Image by Daniel Agrelo from Pixabay
Recently, I asked my daughter Karyn to name three technological developments that allowed country music to rise from obscurity in the Southern hills and become a commercial success.
She named television. I reminded her country music emerged in the 1920s, and she said radio. Quite right. I gave her some hints and she got the other two: intercity roads and cars; and record players and records.
She has learned a lot about 20th Century history and culture. It also helped that we had recently been discussing the 16-hour documentary and beautiful thick coffee-table book, Country Music, by Ken Burns and Dayton Duncan. If you haven’t yet seen them, there’s a pleasant surprise awaiting you.
The authors don’t directly address my question. But their accounts of the people, events and history covers so much detail about the role each of these technologies played that it’s hard to miss when you watch or read about the musicians.
Jimmie Rodgers, “The Singing [railroad] Brakeman” and “The Blue Yodeler” from Meridian, Mississippi, was the Father of Country Music. The Carter Family from southwest Virginia was the First Family. Both began their commercial careers in 1927, and country music emerged from a long history in the hills and hollows.
Earlier that year, Henry Ford produced his last Model T, or “Tin Lizzy,” priced at $825 when he began production in 1908. Via production efficiencies, he had lowered the price ultimately to $260 (roughly $3600 today), and thereby changed the private automobile from a rich person’s toy to a family and business necessity. It made him rich, but the benefit to the world was vastly greater than that for Ford, his suppliers, dealers and employees.
The supply of vehicles created a demand for paved intercity roads. During the Great War, Dwight Eisenhower, a logistics specialist in the army, learned how difficult it was to move troops, vehicles and materiel across the country. That led him to champion the interstate highway system when he became president. Also, Harry Truman found success as a politician by getting roads built in the Kansas City area after the war.
Without the newly burgeoning road and vehicle system in the 1920s, Rodgers and the Carters would have remained poor but beloved local artists, and the business would not have been born. Like many fly boys in the Roaring Twenties, Rodgers, the Carters and others became barn-stormers. Even so, country music would never have blossomed into the fantastic business and art form it has become if not for radio and records.

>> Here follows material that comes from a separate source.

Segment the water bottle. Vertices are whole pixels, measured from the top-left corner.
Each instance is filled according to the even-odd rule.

Radio and records, of course, went hand in hand. The broadcast communications medium needed content to attract listeners and thus advertisers, and records needed a marketing channel. A marriage made in heaven.
Enter young Ralph Peer of Independence, Missouri, from the General Phonograph Corporation. Peer understood the symbiosis among his business, music and radio. He had pioneered the ethnic and black record markets, and then he discovered country. An Atlanta businessman convinced him to produce a country fiddler record by agreeing to buy the first 500 copies. They sold like hotcakes, and Peer saw the future.

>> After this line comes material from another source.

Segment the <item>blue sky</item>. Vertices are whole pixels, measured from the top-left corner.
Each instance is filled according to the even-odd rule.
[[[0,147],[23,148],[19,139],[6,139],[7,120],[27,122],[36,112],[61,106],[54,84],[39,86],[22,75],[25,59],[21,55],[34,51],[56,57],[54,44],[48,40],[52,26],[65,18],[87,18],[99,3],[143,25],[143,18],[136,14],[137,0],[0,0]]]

He understood he could create a pipeline of continuous content if everyone in the supply chain benefitted. One key was to get song-writers copyright credits and thus income, which would produce an endless supply of new music. Many country musicians wrote their own material, and some smart ones were happy to copyright pieces they learned along the way.
Peer travelled extensively, seeking out new musicians to record, and sent records to radio stations everywhere. Soon, we had a booming new commercial art form. Because he always made money for his partners.
Not just in the country, either. In fact, the original country radio superstation was WLS in Chicago, which broadcast the Saturday Night Barn Dance.
So, enjoy Loretta Lynn, Dolly Parton, Johnny Cash, Waylon Jennings, Kris Kristofferson, Willie Nelson and so many others. I sure do.
But as you do, say a prayer of thanks for the inventors and innovators such as Thomas Edison (the phonograph), Guglielmo Marconi (radio) and Henry Ford (the assembly line). And include a special blessing for Ralph Peer and the legions of other entrepreneurs who made it all happen.